La Corte Suprema statunitense dà ragione a Barack Obama per quanto concerne il matrimonio gay e improvvisamente il mondo si divide facendone una questione quasi ideologica tra chi ovviamente vede questo come un cedimento al nichilismo e al degrado dei tempi e chi invece in questo vede un atto di civiltà e apertura ai diritti civili. Il mio punto di vista è molto preciso, io credo che persone che si amano e decidono di vivere la propria vita o parte di essa insieme devono essere equiparate nei diritti e credo che il nodo centrale sia questo: totale parità nei diritti degli uomini davanti allo Stato.

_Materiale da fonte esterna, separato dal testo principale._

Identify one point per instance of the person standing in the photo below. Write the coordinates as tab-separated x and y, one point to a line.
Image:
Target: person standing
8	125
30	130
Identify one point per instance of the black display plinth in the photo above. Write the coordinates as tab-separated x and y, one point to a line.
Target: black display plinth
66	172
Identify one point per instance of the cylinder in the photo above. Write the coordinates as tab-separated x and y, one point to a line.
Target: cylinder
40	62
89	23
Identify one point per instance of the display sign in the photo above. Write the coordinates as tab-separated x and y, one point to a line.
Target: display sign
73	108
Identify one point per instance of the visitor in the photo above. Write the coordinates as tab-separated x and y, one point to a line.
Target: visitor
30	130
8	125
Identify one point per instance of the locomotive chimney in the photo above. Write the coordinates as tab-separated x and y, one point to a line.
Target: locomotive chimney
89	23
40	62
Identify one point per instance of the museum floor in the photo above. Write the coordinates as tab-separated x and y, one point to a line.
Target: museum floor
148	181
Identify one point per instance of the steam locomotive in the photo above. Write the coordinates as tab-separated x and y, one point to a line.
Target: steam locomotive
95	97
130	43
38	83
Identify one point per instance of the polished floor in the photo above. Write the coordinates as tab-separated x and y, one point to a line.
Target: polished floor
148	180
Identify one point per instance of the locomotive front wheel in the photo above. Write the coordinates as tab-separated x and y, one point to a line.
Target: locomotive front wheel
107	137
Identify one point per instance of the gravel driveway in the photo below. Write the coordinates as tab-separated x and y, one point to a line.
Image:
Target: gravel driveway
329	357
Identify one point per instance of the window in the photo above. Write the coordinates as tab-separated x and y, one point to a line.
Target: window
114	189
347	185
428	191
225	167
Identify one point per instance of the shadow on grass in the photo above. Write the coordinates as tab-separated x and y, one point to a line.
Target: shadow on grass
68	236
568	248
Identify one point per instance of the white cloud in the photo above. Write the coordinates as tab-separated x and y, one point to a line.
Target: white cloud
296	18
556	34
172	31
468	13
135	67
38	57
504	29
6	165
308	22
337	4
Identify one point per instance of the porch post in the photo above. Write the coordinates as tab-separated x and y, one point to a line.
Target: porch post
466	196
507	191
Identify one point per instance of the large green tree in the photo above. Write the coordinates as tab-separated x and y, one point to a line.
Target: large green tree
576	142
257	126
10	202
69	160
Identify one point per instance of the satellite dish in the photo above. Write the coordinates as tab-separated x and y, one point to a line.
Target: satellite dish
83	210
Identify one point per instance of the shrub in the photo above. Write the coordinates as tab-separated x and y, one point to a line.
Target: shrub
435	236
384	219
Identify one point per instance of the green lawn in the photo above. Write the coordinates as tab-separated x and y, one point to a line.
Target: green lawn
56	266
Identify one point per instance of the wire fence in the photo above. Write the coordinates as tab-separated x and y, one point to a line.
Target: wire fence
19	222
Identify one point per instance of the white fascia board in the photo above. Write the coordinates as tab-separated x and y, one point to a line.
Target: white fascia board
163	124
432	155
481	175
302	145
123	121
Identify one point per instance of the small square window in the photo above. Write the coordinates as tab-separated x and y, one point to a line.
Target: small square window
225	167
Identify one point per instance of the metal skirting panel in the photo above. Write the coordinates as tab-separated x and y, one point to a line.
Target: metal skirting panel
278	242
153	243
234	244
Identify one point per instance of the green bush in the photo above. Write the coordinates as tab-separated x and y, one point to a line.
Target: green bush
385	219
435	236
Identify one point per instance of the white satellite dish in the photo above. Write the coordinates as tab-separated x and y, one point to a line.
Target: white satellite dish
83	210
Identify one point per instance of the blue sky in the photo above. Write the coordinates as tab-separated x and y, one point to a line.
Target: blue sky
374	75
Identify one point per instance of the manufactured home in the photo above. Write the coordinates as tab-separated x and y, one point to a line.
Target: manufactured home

La questione del matrimonio acquisisce un valore simbolico e rituale di cui probabilmente neanche le coppie omosessuali sono particolarmente appassionate. La questione che mi interessa non è tanto matrimoni sì, matrimoni no, ma il valore simbolico che a questa vicenda è stato dato, tanto che a un certo punto ho dovuto ascoltare frasi del tipo “noi arriviamo per ultimi”, “cosa aspettiamo anche noi”, “l’America è paladina dei diritti civili”…

Negli Stati Uniti è furibondo il dibattito sull’aborto, ma soprattutto non è che un presidente nero abbia radicalmente cambiato le condizioni di tutti i neri, anche se le condizioni di oggi non sono quelle che denunciava M. L. King. L’America è lo stesso paese che pone al centro della sua attenzione il diritto al reddito, al guadagno e in funzione di questo è il fautore del modernismo occidentale, della modernità occidentale dove la rappresentazione è una cosa e la verità è un’altra: le armi di distruzione di massa, Wikileaks e non ultima in questi giorni, la Casa bianca che si dimostra non essere una casa di vetro, proprio come il caso di Snowden. Troppi segreti, troppi misteri , troppe cose occulte.

Ma anche questo se volete è un’opinione marginale, più vicina mi rendo conto a un apparato ideologico, complottista o complottardo. Non basta votare i propri governanti democraticamente per definirsi un paese civile, perché proprio negli stati Uniti, in Texas, giustizieranno la cinquecentesima persona.

In un paese dove ancora vige la legge del taglione, dove ancora la pena di morte viene applicata quotidianamente, non è certamente perché si concede il matrimonio ai gay che si può iscrivere tra i paesi civili e Obama sembra prestare più attenzione a ciò che fa consenso elettorale che non a ciò che produce realmente cambiamenti nella vita della gente, perché lui stesso si è piegato alla lobby delle armi e la tanto civile America è un paese armato che spara, spesso a casaccio e fa vittime innocenti sulla base di un principio di libertà del possesso delle armi, un principio tribale, da film western.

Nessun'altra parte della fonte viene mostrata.